Un pagano les está dando una cátedra de lo que significa creer. Y eso es lo que ahora los discípulos en la época de la Iglesia necesitan tener: una fe capaz de mover montañas, de trasplantar árboles, de conquistar el mundo entero. La tarea es inconmensurable, imposible de realizar sólo con sus propias fuerzas o convicciones. O Dios está con ellos, y ellos están totalmente convencidos de ello, o la Misión terminará por ser un fracaso. Por eso la necesidad de la fe; pero de una fe como la del Centurión: absoluta, total, que traspasa tiempo y espacio.

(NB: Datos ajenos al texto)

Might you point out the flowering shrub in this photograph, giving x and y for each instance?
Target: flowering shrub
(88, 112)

Y la enseñanza para nosotros es clara: no se trata sólo de una fe que nos lleva a conocer lo que por nuestra propia inteligencia no podemos. Creer no es solamente cerrar los ojos y decir que existe algo que por los sentidos no podemos conocer. Creer es amar a esa persona que por la fe hemos conocido y entregarnos a su causa, con la total certeza que sólo “su palabra” será capaz de ayudarnos a realizar la misión que para nuestras propias fuerzas resulta imposible.
Fe, entonces, es una entrega, un amor, una solidaridad con la causa de Jesús, una confianza plena que nos lleva a trabajar por el Reino, a pesar de lo imposible que parece su realización; fe es saber que el Espíritu de Jesús nos acompaña día y noche para realizar la misión que también a nosotros se nos ha encomendado.
Reducir la fe sólo a creer que existe lo que no vemos, es empobrecerla; fe es la actitud total del creyente que se entrega a construir el Reino sin importar lo adverso o difícil que pueda ser. Fe es “creer a la persona de Jesús”, es “creer en su invitación”, es entregarse a su causa cueste lo que cueste. Fe va más allá de un beneficio personal, hasta buscar el bien de la comunidad; la implantación del Reino en nuestra historia.
Bajo el impulso del Espíritu es posible creer en Jesús y entregarnos a su causa a pesar de todos los fracasos que podamos tener en el deseo de realizar el Reino.